Cage is quite superb here. Even from the start when he is reserved there is an underlying feeling of menace and rage. This is kept at bay by the presence of Mandy and he is measured as long as he is around her. It is when the trouble starts that he strips off the mask and reveals just what is underneath. It isn’t pretty. There is a five minute sequence in the aftermath of an event that basically breaks him. It is powerful, dramatic and more than a little disturbing. It is as compelling and dramatic performance that you will see this year.

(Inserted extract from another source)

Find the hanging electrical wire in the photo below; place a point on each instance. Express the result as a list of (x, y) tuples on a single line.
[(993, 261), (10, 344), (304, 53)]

The film appears to be influenced by a number of sources. Dario Argento’s Gallo style is prominent throughout. There is dramatic use of colour especially bright red with the screen saturated at times of high tension or horror. The cinematography lens itself to the same influence with long slow shots which are faded in and out while the deep rumbling score emphasises the unsettling images on the screen. There are also nods to the work of David Lynch, Tobe Hooper and Evil Dead era Sam Raimi to name just a few. Half the fun is spotting just where they pop up.
There are all sorts of images and references here that cold form an article on its own. Some obvious ones like the use of chainsaws at the start (in his job) and their recurrence later in the drama emphasising that this was pre-ordained. Mandy hides herself away in fantasy novels which then form the basis of Red’s Disturbed sleep later on. His dreams are animated with Mandy as a high priestess role in a world of dragons and sorcery. There is even a tiger thrown into the mix at one point. What is actually means is a bit of a spoiler but it’s safe to say it is there for a reason as Cage is seen sporting a Tiger T-shirt during one of the more disturbing scenes.

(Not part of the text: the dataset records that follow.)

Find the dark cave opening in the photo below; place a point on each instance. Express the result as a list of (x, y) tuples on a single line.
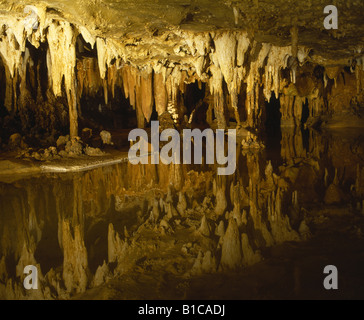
[(273, 133)]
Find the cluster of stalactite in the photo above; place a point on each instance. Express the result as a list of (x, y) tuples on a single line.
[(239, 72)]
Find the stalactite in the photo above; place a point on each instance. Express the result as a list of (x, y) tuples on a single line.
[(160, 94), (62, 48)]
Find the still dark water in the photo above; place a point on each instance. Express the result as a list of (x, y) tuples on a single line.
[(86, 228)]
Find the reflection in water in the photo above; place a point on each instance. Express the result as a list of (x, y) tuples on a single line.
[(84, 229)]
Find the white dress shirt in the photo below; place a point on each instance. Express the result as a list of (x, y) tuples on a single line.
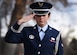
[(42, 32)]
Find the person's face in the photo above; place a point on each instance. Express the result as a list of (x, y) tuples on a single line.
[(41, 19)]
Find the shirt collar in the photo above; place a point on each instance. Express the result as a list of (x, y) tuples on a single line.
[(43, 28)]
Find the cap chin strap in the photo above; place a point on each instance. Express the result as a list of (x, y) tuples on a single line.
[(40, 14)]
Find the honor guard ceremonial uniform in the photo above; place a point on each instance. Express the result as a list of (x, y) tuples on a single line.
[(49, 43)]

This isn’t a film for the squeamish as there is more than enough gore and blood to satisfy the most jaded of horror fans. It is completely over the top but fits in nicely with the nightmare that is the film. At some parts the film seems like a conventional horror film only to flip to the dark side where the crazy sit resides.
Chances are you won’t see a weirder film this year unless you are really trying. Once more Nicolas Cage shows that he is a talent to reckon with.